Within the field of non-conventional medicine there are two meanings of the term dietetic therapy.
The first meaning refers to symptomatic diet therapy, which aims to remove or relieve the manifestations of a particular disorder, condition or disease. Symptomatic diet therapy is usually used in acute forms of disease.
The second meaning refers to corrective dietary therapy, which aims to correct imbalances or remove the causes that make it possible to develop diseases. Corrective dietary therapy is used for chronic conditions, long-term disorders and situations where there are profound disturbances in functional structures.
In the ancient Ayurvedic system, the human body is referred to by the Sanskrit term anna-maya-kosha, which means "vital whole whose composition is based on food (anna)". Ayurvedic dietetics considers the human body as a whole. The fact that the human body is based on food (anna) as its main constitutive source means that Ayurvedic dietetics has an important formative and corrective role.
For the digestive system (anna-vaha-srota) to function effectively and for the body to absorb maximum nutrients, Ayurveda states that the correct combination of foods is essential. In Ayurvedic dietetics, maintaining health involves following some essential rules about diet.
The order in which different types of food are eaten, the way food is combined as well as the amount of food consumed are important factors influencing digestion and nutrient assimilation. The better the digestion and assimilation of food, the less likely it is to form harmful substances (ama) or accumulate excess fat.
In the various modern approaches to conventional and unconventional nutrition there are different views on food combinations. The traditional Ayurvedic system offers a rational and scientific approach by which a fair determination of the correct diet can be made, and this approach is based on knowledge of constitutional typologies (dosha-prakriti).
The constitutional typology is the basis for determining the most suitable foods for maintaining the physiological balance of the human being. The Ayurvedic dietary approach differs from the conventional view of balanced nutrition which holds that, regardless of constitutional differences, the same basic foods can be consumed.
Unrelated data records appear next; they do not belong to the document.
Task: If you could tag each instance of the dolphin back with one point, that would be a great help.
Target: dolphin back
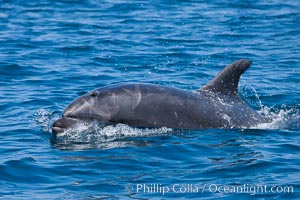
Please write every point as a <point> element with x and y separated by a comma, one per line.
<point>226,82</point>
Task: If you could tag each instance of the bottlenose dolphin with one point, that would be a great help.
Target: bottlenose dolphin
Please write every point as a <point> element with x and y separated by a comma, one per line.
<point>215,105</point>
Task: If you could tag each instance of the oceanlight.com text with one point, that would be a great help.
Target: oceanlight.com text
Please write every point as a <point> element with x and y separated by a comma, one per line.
<point>162,189</point>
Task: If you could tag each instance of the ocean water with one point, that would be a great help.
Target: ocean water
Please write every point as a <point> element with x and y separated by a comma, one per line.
<point>53,51</point>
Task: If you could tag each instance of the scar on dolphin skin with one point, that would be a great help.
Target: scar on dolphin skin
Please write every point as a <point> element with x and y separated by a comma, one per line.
<point>215,105</point>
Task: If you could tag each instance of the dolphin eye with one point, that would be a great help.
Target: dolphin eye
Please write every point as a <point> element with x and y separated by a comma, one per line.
<point>93,94</point>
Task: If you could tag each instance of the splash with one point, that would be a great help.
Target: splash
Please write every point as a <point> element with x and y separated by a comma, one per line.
<point>95,131</point>
<point>284,117</point>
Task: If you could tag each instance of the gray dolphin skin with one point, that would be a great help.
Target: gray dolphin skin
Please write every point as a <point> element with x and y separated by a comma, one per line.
<point>215,105</point>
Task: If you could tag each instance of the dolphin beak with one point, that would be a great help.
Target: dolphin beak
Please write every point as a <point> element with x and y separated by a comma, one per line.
<point>61,125</point>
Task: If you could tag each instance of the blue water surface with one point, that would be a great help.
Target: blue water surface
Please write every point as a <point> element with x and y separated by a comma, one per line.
<point>53,51</point>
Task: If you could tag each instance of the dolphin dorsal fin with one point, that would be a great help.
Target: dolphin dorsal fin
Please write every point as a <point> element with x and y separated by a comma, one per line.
<point>226,82</point>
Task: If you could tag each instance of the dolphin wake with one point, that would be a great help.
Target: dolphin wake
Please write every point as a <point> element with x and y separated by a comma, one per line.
<point>93,132</point>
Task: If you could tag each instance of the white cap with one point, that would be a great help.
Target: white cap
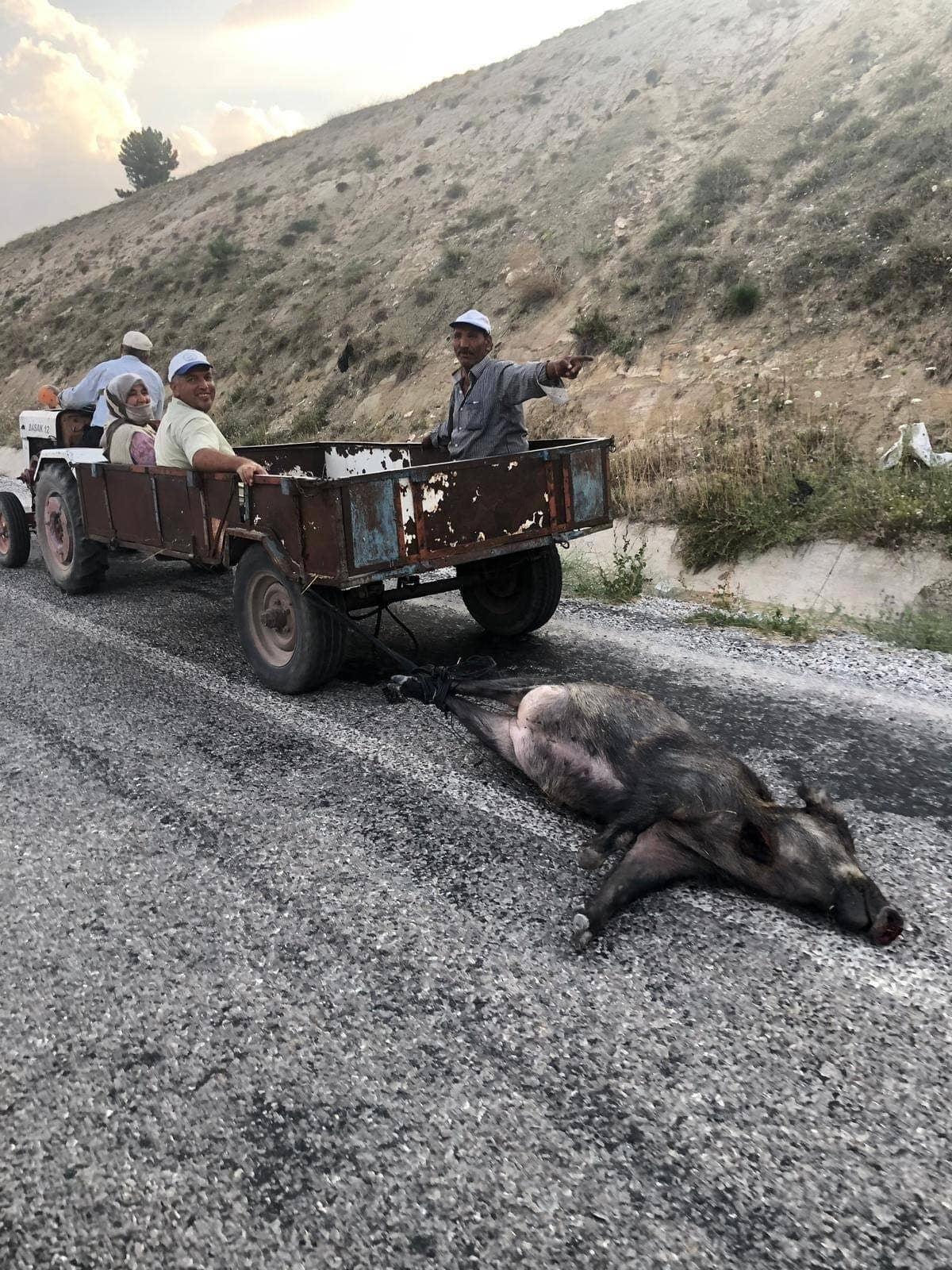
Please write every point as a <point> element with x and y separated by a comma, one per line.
<point>136,340</point>
<point>187,361</point>
<point>474,318</point>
Ayurvedic wisdom takes into account the physiological specificity determined by Ayurvedic constitutional typology (dosha-prakriti), as well as a number of other key differentiating factors such as age, gender, race, climate, digestive capacity, stress level, immune system status, vital power, possible diseases, emotions and coping skills.
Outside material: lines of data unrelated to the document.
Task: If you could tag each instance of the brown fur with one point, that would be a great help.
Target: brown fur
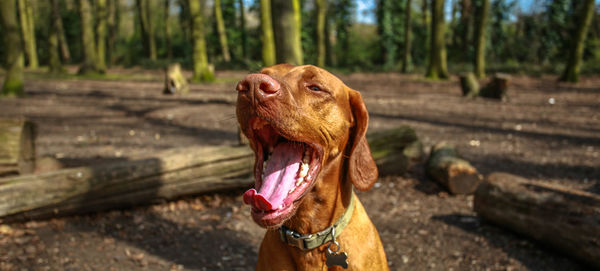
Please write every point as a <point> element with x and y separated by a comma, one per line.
<point>336,118</point>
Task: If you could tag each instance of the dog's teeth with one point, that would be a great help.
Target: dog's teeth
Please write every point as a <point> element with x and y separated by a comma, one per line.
<point>303,170</point>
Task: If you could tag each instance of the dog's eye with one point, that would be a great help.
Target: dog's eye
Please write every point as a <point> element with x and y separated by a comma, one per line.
<point>314,88</point>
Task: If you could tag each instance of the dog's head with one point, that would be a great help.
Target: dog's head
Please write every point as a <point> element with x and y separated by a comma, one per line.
<point>297,119</point>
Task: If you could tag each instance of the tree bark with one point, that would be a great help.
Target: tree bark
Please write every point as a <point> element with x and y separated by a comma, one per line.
<point>480,39</point>
<point>54,63</point>
<point>17,146</point>
<point>437,51</point>
<point>566,219</point>
<point>321,34</point>
<point>222,32</point>
<point>146,22</point>
<point>447,168</point>
<point>168,30</point>
<point>288,46</point>
<point>101,22</point>
<point>164,175</point>
<point>13,50</point>
<point>268,40</point>
<point>584,18</point>
<point>406,59</point>
<point>202,71</point>
<point>89,64</point>
<point>28,32</point>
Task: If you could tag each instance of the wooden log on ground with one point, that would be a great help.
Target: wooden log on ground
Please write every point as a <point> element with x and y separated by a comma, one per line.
<point>17,146</point>
<point>497,87</point>
<point>165,175</point>
<point>175,82</point>
<point>447,168</point>
<point>469,85</point>
<point>395,150</point>
<point>566,219</point>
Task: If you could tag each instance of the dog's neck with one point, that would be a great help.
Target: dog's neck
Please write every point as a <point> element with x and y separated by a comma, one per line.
<point>327,201</point>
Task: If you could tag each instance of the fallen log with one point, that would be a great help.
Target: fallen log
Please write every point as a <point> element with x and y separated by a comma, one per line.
<point>566,219</point>
<point>447,168</point>
<point>496,88</point>
<point>17,146</point>
<point>469,85</point>
<point>395,151</point>
<point>166,175</point>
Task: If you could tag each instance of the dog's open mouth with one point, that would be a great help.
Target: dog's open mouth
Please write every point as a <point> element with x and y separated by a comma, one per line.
<point>285,171</point>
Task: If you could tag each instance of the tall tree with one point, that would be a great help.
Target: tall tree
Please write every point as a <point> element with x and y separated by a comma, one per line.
<point>437,50</point>
<point>28,32</point>
<point>268,40</point>
<point>54,63</point>
<point>89,64</point>
<point>321,34</point>
<point>584,18</point>
<point>288,44</point>
<point>480,39</point>
<point>146,22</point>
<point>243,29</point>
<point>167,29</point>
<point>202,71</point>
<point>221,30</point>
<point>13,82</point>
<point>406,60</point>
<point>101,22</point>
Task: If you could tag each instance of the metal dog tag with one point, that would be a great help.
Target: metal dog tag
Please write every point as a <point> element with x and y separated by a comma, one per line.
<point>339,259</point>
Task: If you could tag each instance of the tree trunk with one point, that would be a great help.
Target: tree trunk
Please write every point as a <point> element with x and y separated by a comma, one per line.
<point>13,50</point>
<point>584,18</point>
<point>387,34</point>
<point>287,35</point>
<point>406,59</point>
<point>146,22</point>
<point>243,29</point>
<point>268,41</point>
<point>54,63</point>
<point>62,40</point>
<point>168,30</point>
<point>437,51</point>
<point>566,219</point>
<point>164,175</point>
<point>113,27</point>
<point>321,34</point>
<point>17,146</point>
<point>480,29</point>
<point>447,168</point>
<point>28,32</point>
<point>89,64</point>
<point>222,32</point>
<point>469,85</point>
<point>101,22</point>
<point>202,71</point>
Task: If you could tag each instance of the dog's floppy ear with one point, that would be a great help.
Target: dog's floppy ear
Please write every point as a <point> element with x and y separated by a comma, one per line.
<point>362,170</point>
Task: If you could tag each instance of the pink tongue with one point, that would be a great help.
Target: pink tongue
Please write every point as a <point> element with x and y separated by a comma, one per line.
<point>280,177</point>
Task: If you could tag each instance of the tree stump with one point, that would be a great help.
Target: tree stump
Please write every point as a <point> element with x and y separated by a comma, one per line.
<point>566,219</point>
<point>17,146</point>
<point>447,168</point>
<point>175,82</point>
<point>469,85</point>
<point>497,87</point>
<point>396,150</point>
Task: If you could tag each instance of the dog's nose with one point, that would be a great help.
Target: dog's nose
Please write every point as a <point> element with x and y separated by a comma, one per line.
<point>259,82</point>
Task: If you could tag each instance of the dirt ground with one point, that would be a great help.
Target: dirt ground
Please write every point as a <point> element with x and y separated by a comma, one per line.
<point>545,131</point>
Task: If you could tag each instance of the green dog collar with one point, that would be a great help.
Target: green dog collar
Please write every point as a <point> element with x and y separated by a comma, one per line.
<point>315,240</point>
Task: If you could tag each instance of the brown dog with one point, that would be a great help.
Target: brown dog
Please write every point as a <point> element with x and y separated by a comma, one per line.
<point>307,130</point>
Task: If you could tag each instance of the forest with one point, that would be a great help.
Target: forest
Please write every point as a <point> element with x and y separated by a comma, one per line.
<point>120,147</point>
<point>434,37</point>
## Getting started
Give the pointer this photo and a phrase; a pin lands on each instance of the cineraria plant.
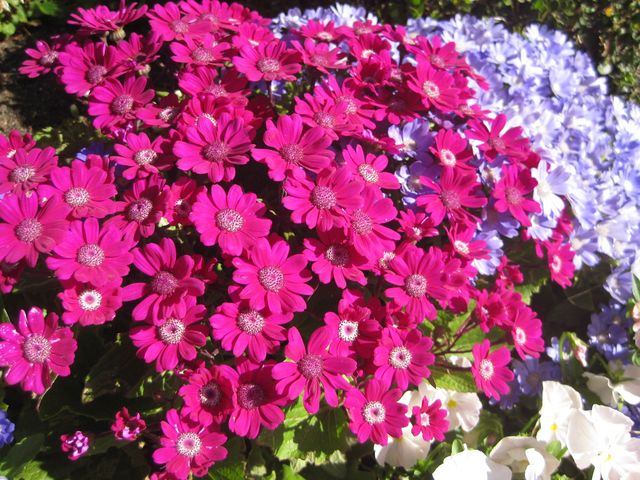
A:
(235, 283)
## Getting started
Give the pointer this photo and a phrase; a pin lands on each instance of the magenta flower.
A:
(273, 279)
(240, 328)
(231, 220)
(214, 149)
(268, 61)
(37, 348)
(171, 280)
(293, 147)
(490, 369)
(325, 201)
(208, 395)
(128, 427)
(188, 447)
(376, 414)
(312, 368)
(92, 255)
(257, 404)
(172, 338)
(417, 276)
(30, 229)
(402, 357)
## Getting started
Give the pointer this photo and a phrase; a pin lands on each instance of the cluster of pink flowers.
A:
(222, 215)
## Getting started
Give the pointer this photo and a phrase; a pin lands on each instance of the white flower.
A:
(525, 455)
(471, 465)
(558, 403)
(601, 437)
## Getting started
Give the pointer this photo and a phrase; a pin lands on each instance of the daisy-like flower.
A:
(511, 191)
(376, 413)
(90, 254)
(402, 357)
(30, 229)
(430, 420)
(214, 149)
(325, 201)
(490, 369)
(37, 348)
(171, 280)
(231, 220)
(114, 104)
(208, 395)
(417, 276)
(273, 279)
(24, 170)
(240, 328)
(312, 368)
(268, 61)
(256, 402)
(294, 147)
(188, 447)
(173, 337)
(87, 191)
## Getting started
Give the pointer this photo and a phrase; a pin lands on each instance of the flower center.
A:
(139, 210)
(400, 357)
(90, 255)
(229, 220)
(122, 104)
(188, 444)
(77, 197)
(90, 300)
(268, 65)
(251, 322)
(271, 278)
(145, 156)
(210, 394)
(250, 396)
(28, 230)
(172, 331)
(415, 285)
(323, 197)
(164, 283)
(36, 348)
(374, 413)
(361, 222)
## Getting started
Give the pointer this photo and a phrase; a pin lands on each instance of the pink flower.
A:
(92, 255)
(25, 170)
(430, 420)
(490, 369)
(188, 447)
(30, 229)
(172, 338)
(128, 427)
(171, 279)
(214, 149)
(273, 279)
(334, 258)
(75, 445)
(510, 193)
(87, 191)
(115, 104)
(376, 413)
(208, 397)
(240, 328)
(293, 147)
(231, 220)
(37, 348)
(257, 404)
(268, 61)
(312, 368)
(325, 201)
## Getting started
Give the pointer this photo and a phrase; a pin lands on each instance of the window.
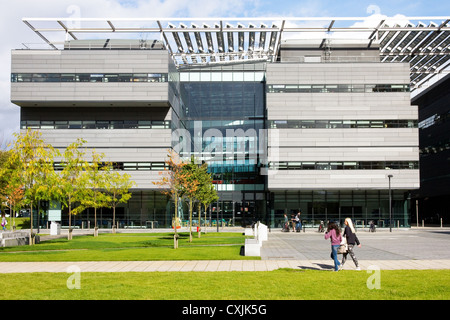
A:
(68, 77)
(140, 77)
(111, 78)
(125, 77)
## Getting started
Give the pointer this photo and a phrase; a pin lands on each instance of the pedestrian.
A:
(286, 223)
(293, 222)
(298, 226)
(352, 239)
(4, 222)
(334, 234)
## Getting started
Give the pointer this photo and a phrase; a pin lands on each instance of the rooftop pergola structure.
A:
(424, 42)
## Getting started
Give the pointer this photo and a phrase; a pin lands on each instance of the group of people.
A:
(295, 223)
(334, 234)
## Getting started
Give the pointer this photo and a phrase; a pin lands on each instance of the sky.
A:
(13, 32)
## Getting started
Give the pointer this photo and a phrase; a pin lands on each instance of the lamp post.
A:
(390, 204)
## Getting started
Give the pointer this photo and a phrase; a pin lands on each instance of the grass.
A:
(131, 247)
(282, 284)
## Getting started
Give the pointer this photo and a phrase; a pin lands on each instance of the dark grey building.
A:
(284, 125)
(433, 197)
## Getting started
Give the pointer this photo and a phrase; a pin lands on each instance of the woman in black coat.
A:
(352, 239)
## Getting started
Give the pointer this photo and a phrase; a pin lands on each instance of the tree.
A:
(207, 193)
(96, 198)
(70, 185)
(116, 187)
(11, 191)
(171, 185)
(14, 201)
(190, 186)
(33, 160)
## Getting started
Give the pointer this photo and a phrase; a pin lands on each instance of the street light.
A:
(390, 203)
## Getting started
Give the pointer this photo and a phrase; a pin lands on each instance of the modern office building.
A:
(433, 197)
(324, 126)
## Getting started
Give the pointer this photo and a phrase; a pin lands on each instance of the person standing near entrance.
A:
(352, 239)
(334, 234)
(298, 226)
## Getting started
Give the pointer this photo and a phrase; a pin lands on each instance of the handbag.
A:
(343, 246)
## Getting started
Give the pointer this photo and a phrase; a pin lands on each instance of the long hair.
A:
(333, 225)
(350, 224)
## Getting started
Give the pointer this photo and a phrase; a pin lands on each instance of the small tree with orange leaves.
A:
(191, 185)
(14, 202)
(172, 184)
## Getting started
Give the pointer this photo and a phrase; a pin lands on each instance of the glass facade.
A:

According to the teachings of the traditional Ayurveda system, each food has a specific taste (rasa), an active energy (virya) and a post-digestive effect (vipaka). When two or three different foods combine in an inappropriate way, the digestive power (agni) can be overloaded, inhibiting some enzymes and consequently causing the production of harmful substances (ama) in the digestive system.
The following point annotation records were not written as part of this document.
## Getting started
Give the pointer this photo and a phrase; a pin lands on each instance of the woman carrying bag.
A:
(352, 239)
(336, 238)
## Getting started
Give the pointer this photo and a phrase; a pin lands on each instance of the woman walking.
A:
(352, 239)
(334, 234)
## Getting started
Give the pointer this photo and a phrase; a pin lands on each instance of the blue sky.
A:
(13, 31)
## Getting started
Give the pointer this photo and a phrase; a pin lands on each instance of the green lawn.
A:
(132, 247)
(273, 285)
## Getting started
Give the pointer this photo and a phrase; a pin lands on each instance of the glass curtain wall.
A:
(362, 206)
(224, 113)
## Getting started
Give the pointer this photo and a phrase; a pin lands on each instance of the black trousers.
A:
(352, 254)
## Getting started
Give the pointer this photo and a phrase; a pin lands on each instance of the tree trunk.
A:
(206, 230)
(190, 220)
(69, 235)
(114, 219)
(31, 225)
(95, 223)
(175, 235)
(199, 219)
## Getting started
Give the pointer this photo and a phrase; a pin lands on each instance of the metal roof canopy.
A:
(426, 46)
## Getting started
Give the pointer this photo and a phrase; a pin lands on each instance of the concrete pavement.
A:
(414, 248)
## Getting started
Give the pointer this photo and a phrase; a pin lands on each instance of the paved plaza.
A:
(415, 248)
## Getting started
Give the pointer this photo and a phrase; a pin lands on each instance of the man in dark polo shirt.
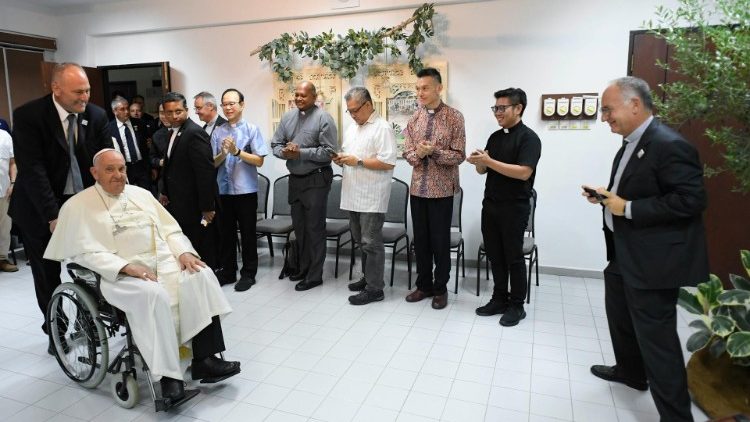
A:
(307, 139)
(509, 160)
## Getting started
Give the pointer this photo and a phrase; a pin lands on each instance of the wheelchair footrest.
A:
(163, 404)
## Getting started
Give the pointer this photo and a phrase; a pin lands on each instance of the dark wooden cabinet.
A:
(727, 229)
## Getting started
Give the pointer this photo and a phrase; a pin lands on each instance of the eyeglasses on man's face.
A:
(501, 108)
(356, 110)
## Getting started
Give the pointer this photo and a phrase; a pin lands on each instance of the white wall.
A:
(541, 46)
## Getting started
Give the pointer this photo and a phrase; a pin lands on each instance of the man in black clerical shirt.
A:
(509, 160)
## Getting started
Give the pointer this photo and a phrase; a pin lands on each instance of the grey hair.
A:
(102, 151)
(119, 100)
(358, 93)
(207, 97)
(632, 87)
(60, 68)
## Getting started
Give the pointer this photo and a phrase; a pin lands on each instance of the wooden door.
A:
(727, 230)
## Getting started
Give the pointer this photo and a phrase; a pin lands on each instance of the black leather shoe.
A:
(358, 286)
(492, 308)
(172, 389)
(513, 315)
(297, 277)
(609, 373)
(366, 296)
(213, 369)
(307, 285)
(244, 284)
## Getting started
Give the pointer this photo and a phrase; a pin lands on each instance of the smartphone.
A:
(599, 197)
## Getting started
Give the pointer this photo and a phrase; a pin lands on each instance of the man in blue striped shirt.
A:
(239, 149)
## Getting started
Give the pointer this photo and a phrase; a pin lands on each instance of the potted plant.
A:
(719, 369)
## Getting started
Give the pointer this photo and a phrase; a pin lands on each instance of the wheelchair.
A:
(81, 322)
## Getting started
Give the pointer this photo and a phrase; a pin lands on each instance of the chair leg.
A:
(479, 268)
(351, 260)
(408, 260)
(458, 258)
(336, 268)
(393, 262)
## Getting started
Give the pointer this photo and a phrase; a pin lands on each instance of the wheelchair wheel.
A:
(124, 389)
(78, 335)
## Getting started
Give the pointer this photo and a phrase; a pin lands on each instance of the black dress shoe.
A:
(297, 277)
(609, 373)
(307, 285)
(172, 389)
(244, 284)
(492, 308)
(358, 286)
(213, 369)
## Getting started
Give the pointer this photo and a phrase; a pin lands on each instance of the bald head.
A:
(70, 87)
(305, 95)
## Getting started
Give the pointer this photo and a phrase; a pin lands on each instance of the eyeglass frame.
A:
(502, 107)
(350, 112)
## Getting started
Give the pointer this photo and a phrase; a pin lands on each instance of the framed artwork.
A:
(393, 91)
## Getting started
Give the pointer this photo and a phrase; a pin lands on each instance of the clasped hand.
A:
(616, 204)
(424, 149)
(345, 159)
(290, 151)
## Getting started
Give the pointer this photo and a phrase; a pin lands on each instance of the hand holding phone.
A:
(594, 194)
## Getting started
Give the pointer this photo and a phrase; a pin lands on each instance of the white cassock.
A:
(104, 233)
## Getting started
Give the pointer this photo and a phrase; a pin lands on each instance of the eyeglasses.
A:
(501, 108)
(357, 109)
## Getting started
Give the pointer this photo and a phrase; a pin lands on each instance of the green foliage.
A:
(710, 51)
(724, 324)
(346, 54)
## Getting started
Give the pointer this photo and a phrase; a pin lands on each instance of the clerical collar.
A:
(512, 128)
(101, 190)
(434, 110)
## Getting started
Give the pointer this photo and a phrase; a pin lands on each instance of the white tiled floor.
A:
(310, 356)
In Ayurveda, the state of digestive capacity (agni) determines how digestion can proceed, but food combinations are very important to how digestion proceeds. When foods with different and incompatible properties are eaten together, digestive capacity tends to be diminished.
The traditional Ayurvedic system insists that foods should not be combined improperly, as certain unhealthy food combinations can lead to physical or mental disorders.
It is now well known that different categories of food require specific digestive enzymes. Consuming several different types of food combined in an inappropriate way requires the simultaneous secretion of several different digestive enzymes.
Ayurvedic principles of food combining come from the writings of ancient Ayurvedic sages. The basic difference from the way we eat today is that Ayurvedic practitioners ate only two or three compatible types of food at a meal, whereas modern man tends to eat many types of food at the same meal.
For thousands of years mankind has prepared natural food in simple ways. Simple food is one of the best ways to maintain good health.
Ayurvedic dietetics provides valuable knowledge on a wide enough variety of healthy, nutrient-rich foods for a lifetime, which can be eaten following certain simple and healthy rules of combination and preparation.